You are viewing a plain text version of this content. The canonical link for it is here.

Posted to mapreduce-dev@hadoop.apache.org by Patrick Wendell <pw...@gmail.com> on 2011/11/25 23:26:47 UTC

Scheduler Questions

Hey All,

Two questions about the MR2 scheduler code, for anyone more familiar.

- The return type of allocate() suggests that the AM will get some
instantaneous allocation of resources. Reading through the two current
schedulers, however, it looks like containers are only allocated after Node
heartbeats, and that allocate() will rarely return any useful allocation.
Is that correct or am I missing something?

- The SchedulerNode class maintains state for both a single "reserved"
container and several "allocated" containers. As far as I can tell only the
capacity scheduler uses the former, but it's not clear to me what the
reserved container is for. Is this to enforce hard limits on allocation
reserved for particular users?

- Patrick

Re: Scheduler Questions

Posted by Patrick Wendell <pw...@gmail.com>.

Thanks Arun,

That all makes sense.

One more question. What semantic is ascribed to "priorities" given to
the scheduler. A few examples would be:

a) Within a request, containers should be allocated in strict order of
priority (i.e. all priority 1 containers should be allocated before
the priority 2 container). This would make sense for MR requests where
maps are assigned higher priority than reduces.

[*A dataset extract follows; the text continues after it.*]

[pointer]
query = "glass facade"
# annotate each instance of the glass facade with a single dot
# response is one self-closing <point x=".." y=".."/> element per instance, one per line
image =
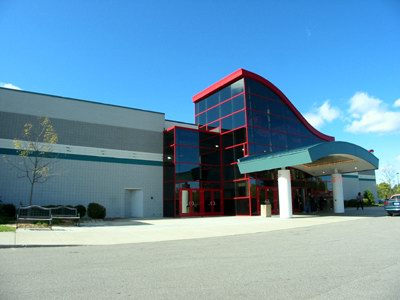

b) Across all requests from an application, containers should be
allocated in strict order of priority.

c) Across all requests to the scheduler, containers should be
allocated in strict order of priority,

Is it any of these? Or is it undefined an up to the scheduler how to
use priorities.

- Patrick

On Sat, Nov 26, 2011 at 5:20 PM, Arun Murthy <ac...@hortonworks.com> wrote:
>> On Sat, Nov 26, 2011 at 3:56 AM, Patrick Wendell <pw...@gmail.com> wrote:
>>
>>> Hey All,
>>>
>>> Two questions about the MR2 scheduler code, for anyone more familiar.
>>>
>>> - The return type of allocate() suggests that the AM will get some
>>> instantaneous allocation of resources. Reading through the two current
>>> schedulers, however, it looks like containers are only allocated after Node
>>> heartbeats, and that allocate() will rarely return any useful allocation.
>>> Is that correct or am I missing something?
>
> Typically applications submit all resource requests up-front and then
> get allocations in subsequent calls to allocate...
>
>>>
>>> - The SchedulerNode class maintains state for both a single "reserved"
>>> container and several "allocated" containers. As far as I can tell only the
>>> capacity scheduler uses the former, but it's not clear to me what the
>>> reserved container is for. Is this to enforce hard limits on allocation
>>> reserved for particular users?
>
> Reserved containers are partial containers reserved while the
> scheduler awaits for a larger resource request to be fulfilled. For
> e.g. if a 8G container is required and only 4G is available,
> schedulers can 'reserve' the 4G while waiting for the rest.
>
> Reservation prevents starvation of larger resource requests, but
> should be done carefully since it's essentially leaving resources
> under-utilized.
>
> The CS 'charges' upfront for the whole reservation (8G in the e.g.
> above) to ensure reservations are 'expensive' - larger the requested
> container, larger is the cost for reserving them (upfront).
>
> hth,
> Arun
>

Re: Scheduler Questions

Posted by Arun Murthy <ac...@hortonworks.com>.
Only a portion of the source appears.